L’occupation de ses terres en fait un enfer depuis soixante ans.

 

A seize heures la chaleur assomme tout le monde. Wissem est inquiet parce que sa fille n’arrive toujours pas. Lilah lui avait assuré que tout irait bien. Le taxi serait le même que pour le voyage de chaque mois et le petit de deux ans n’avait pas peur. Yanis souriait volontiers quand il reconnaissait le chauffeur avec lequel Lilah faisait souvent des petites courses. Le voyage de trente kilomètres ne devait pas durer plus de trois heures, mais une nouvelle route avait été tracée par les occupants, ce qui imposait un barrage de contrôle supplémentaire. Ce barrage n’était pas plus pratique que les autres, aucun modernisme n’étant à l’ordre du jour pour faciliter la vie des occupés.

 

Wissem le savait. Ce nouvel ordre des choses allait faire perdre un temps fou et peut-être même que les chauffeurs de taxi refuseraient le grand détour imposé pour passer la nouvelle route là où c’était prévu. Les gardes militaires disposent toujours d’un tourniquet ainsi construit pour qu’une femme ne puisse pas même y passer en portant son enfant dans les bras. Les valises ou les baluchons doivent être portés au dessus de la barrière, et réceptionnés de l’autre côté par quelqu’un de la famille ou un chauffeur de taxi assez aimable pour rendre ce service. Il en est de même pour chaque enfant en bas âge. Lilah ne prend que le nécessaire minimum afin d’éviter l’encombrement. Mais elle n’oublie jamais le panier de légumes frais qu’elle porte à son père.
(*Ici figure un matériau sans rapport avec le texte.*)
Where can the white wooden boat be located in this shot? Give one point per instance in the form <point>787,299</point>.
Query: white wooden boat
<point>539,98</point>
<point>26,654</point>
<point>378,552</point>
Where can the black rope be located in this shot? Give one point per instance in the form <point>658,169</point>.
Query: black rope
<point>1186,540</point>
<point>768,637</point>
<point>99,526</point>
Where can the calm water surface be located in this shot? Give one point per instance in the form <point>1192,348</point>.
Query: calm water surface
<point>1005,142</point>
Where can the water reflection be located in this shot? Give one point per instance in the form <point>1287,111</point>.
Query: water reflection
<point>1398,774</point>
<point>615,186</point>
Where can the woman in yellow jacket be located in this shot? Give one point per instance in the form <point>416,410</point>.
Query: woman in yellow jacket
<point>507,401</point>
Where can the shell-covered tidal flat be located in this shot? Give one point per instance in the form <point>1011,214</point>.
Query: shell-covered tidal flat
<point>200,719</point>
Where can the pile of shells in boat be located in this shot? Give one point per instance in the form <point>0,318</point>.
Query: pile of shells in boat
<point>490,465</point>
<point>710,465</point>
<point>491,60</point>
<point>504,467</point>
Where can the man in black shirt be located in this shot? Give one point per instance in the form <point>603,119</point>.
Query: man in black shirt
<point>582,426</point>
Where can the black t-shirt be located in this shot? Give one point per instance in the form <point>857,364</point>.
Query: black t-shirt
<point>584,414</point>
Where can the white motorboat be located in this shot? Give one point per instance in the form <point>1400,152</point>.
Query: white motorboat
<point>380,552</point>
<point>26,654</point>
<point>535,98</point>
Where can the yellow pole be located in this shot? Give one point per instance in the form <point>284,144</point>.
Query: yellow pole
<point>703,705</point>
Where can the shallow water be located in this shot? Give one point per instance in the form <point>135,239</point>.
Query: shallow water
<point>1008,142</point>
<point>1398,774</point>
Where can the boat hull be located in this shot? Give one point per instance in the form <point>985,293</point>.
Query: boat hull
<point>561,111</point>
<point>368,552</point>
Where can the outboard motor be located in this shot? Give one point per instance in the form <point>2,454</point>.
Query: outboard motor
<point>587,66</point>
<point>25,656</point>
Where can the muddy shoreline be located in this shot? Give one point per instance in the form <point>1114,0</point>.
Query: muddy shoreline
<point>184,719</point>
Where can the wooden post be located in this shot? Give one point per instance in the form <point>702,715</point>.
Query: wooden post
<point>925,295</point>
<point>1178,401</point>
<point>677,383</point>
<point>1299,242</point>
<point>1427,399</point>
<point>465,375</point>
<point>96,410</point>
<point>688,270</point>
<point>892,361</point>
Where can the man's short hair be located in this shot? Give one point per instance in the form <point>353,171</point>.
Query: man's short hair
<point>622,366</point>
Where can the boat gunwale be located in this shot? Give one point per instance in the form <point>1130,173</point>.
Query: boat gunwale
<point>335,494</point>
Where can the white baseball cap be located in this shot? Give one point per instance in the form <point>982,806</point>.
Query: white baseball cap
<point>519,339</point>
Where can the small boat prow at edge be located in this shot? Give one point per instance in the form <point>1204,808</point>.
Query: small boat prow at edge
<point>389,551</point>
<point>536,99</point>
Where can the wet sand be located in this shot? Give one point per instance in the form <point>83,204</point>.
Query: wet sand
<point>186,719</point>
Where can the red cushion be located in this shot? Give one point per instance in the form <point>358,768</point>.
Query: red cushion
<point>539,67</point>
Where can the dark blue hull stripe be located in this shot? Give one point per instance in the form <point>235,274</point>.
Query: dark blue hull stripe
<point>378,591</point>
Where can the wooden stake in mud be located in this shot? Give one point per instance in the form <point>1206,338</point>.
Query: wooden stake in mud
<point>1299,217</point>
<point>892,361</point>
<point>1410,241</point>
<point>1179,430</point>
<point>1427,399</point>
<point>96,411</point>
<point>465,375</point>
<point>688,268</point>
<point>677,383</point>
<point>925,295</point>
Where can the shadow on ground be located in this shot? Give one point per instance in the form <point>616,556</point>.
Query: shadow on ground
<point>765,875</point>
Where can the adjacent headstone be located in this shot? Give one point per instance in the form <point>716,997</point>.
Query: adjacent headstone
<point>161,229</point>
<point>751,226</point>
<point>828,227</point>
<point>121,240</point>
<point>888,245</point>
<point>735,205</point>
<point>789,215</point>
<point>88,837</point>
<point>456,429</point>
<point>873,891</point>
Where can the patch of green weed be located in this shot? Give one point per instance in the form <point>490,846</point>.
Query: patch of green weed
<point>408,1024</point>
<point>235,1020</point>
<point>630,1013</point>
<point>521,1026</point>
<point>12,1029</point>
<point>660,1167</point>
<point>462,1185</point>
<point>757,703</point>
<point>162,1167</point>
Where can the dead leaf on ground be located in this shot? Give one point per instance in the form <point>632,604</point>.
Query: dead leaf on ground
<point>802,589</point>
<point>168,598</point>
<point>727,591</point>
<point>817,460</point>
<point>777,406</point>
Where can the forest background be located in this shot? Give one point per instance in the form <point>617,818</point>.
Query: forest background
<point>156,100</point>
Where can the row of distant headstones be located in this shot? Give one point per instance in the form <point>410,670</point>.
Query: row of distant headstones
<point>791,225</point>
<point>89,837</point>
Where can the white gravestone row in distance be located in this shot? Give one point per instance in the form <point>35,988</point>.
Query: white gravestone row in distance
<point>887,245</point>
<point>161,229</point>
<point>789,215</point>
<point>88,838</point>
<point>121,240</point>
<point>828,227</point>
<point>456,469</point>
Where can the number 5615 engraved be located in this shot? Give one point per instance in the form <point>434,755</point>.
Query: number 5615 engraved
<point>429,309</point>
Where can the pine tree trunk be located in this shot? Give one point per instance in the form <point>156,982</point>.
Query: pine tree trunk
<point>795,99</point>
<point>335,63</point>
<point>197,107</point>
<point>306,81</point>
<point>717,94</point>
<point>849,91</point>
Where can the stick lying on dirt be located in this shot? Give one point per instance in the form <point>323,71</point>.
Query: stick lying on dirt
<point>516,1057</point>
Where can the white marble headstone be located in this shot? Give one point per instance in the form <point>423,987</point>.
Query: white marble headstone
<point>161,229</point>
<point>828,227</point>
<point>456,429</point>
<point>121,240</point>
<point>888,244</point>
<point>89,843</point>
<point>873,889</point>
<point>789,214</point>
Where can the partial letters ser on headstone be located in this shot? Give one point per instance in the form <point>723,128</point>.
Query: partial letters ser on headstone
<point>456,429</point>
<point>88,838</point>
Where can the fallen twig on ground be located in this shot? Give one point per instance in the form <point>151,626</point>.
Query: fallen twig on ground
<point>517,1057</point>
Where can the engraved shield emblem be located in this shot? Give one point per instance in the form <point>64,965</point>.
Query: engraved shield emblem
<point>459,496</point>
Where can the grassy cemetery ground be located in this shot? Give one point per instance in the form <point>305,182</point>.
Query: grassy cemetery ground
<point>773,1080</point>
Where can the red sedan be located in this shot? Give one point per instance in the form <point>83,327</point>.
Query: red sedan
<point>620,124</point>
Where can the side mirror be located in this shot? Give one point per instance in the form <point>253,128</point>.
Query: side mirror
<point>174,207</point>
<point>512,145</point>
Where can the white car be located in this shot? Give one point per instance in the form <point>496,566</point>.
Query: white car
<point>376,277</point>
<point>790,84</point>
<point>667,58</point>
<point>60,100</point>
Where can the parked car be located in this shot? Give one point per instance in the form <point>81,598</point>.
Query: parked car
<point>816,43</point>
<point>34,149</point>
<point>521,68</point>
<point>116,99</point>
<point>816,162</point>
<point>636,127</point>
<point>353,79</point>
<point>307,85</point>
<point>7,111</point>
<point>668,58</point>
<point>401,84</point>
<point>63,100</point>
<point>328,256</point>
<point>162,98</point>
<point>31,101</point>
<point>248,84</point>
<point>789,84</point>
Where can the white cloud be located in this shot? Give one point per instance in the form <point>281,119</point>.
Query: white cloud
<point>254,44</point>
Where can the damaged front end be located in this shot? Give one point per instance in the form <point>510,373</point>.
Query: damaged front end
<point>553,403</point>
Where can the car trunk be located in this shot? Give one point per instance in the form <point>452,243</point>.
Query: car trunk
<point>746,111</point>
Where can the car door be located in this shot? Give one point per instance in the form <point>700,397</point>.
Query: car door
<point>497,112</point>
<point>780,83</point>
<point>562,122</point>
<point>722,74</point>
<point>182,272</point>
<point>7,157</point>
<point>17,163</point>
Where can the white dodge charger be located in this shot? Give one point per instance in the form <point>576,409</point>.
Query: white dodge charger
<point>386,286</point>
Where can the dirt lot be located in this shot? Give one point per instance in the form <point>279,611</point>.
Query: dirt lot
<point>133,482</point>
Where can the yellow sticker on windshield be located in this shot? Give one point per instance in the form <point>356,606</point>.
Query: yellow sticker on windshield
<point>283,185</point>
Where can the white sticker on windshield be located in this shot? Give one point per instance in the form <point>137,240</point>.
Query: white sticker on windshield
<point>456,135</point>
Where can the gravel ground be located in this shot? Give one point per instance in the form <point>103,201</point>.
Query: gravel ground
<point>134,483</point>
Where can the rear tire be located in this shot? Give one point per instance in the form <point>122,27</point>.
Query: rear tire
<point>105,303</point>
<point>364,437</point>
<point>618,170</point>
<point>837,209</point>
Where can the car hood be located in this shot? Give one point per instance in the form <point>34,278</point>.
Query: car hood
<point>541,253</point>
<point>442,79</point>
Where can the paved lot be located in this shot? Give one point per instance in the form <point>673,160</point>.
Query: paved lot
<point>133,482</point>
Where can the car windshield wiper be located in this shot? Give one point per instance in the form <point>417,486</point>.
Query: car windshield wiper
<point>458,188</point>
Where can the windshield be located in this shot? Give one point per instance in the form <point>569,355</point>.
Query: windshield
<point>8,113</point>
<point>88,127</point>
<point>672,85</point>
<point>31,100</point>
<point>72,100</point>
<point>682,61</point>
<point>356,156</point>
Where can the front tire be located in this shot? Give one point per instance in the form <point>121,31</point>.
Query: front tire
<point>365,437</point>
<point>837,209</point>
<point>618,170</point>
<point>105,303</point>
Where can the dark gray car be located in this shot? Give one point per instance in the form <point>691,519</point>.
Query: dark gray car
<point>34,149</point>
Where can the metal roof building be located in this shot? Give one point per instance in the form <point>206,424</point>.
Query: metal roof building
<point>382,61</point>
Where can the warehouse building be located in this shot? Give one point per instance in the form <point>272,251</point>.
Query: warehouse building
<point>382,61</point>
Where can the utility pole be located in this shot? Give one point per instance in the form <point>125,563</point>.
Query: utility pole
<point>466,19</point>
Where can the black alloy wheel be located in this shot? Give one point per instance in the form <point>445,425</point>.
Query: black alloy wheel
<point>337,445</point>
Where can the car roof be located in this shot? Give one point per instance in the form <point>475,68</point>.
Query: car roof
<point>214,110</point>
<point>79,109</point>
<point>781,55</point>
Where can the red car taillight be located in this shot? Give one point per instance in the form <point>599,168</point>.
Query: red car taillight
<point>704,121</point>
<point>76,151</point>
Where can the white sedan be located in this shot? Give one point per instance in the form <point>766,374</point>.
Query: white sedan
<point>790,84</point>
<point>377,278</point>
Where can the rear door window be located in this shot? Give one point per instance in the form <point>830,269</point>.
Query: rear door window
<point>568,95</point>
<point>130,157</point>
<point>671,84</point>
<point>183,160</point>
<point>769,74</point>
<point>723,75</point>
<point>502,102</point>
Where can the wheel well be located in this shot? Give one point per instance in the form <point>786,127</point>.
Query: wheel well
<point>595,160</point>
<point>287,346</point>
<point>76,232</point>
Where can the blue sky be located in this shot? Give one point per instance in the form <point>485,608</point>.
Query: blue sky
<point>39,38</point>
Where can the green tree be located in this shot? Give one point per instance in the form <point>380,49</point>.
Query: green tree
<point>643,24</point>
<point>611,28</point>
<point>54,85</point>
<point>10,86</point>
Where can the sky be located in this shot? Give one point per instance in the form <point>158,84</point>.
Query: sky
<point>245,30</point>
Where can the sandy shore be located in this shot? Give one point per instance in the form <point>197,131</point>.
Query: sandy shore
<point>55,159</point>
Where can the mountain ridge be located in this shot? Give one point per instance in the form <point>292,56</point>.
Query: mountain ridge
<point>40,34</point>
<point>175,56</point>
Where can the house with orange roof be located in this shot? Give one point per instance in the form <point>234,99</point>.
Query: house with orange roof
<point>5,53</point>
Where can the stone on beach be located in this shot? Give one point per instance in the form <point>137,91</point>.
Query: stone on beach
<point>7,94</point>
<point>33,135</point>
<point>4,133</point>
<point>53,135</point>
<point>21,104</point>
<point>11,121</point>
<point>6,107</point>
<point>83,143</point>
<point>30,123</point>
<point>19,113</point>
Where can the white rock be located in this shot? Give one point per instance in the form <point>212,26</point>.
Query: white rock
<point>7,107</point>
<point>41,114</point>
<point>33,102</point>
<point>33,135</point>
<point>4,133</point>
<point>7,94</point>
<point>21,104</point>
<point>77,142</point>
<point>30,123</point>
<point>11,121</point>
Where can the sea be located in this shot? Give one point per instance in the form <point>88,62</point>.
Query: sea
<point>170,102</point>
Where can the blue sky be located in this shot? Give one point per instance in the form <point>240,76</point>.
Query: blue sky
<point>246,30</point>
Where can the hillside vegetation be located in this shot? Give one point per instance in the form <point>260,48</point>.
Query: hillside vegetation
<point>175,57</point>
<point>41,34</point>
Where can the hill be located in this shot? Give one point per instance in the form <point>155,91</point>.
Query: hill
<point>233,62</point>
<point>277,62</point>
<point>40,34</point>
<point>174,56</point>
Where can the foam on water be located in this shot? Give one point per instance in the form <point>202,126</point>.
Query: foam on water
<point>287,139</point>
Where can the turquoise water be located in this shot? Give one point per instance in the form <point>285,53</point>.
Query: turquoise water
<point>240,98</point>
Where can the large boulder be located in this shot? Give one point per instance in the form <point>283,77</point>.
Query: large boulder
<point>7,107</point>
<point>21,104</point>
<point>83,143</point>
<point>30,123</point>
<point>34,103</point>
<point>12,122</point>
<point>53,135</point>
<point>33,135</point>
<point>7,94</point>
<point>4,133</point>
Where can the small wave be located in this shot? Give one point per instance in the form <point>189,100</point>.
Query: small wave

Tout ceci l’oblige parfois à négocier avec les gardes pour passer le tourniquet avec son sac personnel tandis qu’on tend les bras pour récupérer le petit Yanis, à côté du tourniquet.

 

Wissem s’inquiète. Avec ce nouveau point de passage, il en compte huit sur la courte distance qui les sépare. Comme les gens ne passent qu’un par un, s’il y a quelque affluence en un seul point, il est possible de patienter pendant une heure. Et quand les gardes ne sont pas de bonne humeur, il leur arrive de fermer le passage pendant leur sieste. Avec un petit en bas âge, la chaleur devient très vite dangereuse et les inquiétudes de Wissem sont justifiées.

 

A minuit, Lilah se montre enfin. Un chauffeur de taxi s’est vraiment dévoué pour leur venir en aide. C’est le cinquième chauffeur dont Lilah dut payer les services. Son déplacement lui a pris toute la journée et toutes ses économies afin de rendre visite à son père qui vit seul depuis le décès de sa pauvre mère. Les maisons ne sont qu’à trente kilomètres l’une de l’autre. Son mari a baissé les bras. Il n’en peut plus ! Il construit des petites maisons mais ne cesse d’approvisionner les matériaux en les chargeant sur son dos, agglo par agglo, sac par sac, afin de passer par les tourniquets disposés le long des routes réservées aux occupants. Redouane a mal au dos, son moral est au plus bas, et même pour le petit potager auquel il portait attention pendant la nuit, il n’a plus d’énergie. La situation s’est aggravée depuis que la distribution de l’eau est devenue trop aléatoire. Dans leur petit logement, Lilah et Redouane laissent un robinet ouvert en permanence pour s’assurer d’entendre l’eau couler quand la distribution se fait, à n’importe quelle heure. Ils ouvrent en grand pour remplir les bassines. Mais s’ils ne sont pas là au bon moment ou s’ils dorment trop bien, la seule bassine qui attend l’eau se met très vite à déborder en pure perte.

 

Lilah aussi ressent la fatigue ! Ou plutôt la lassitude ! L’humiliation quotidienne lui pèse encore plus que les sacs. Durant ce voyage pénible, elle ne le dira pas à son père afin qu’il ne s’inquiète pas plus qu’il ne faut, elle eut à subir une fouille au corps dans le bureau des gardes, bâti à côté du point de passage. Et la provision de légumes fut négociée pour qu’elle n’eût pas à y passer la nuit. Mais heureusement, le petit Yanis s’est montré extrêmement patient.

 

Chaque jour apporte une humiliation plus grande encore que la veille.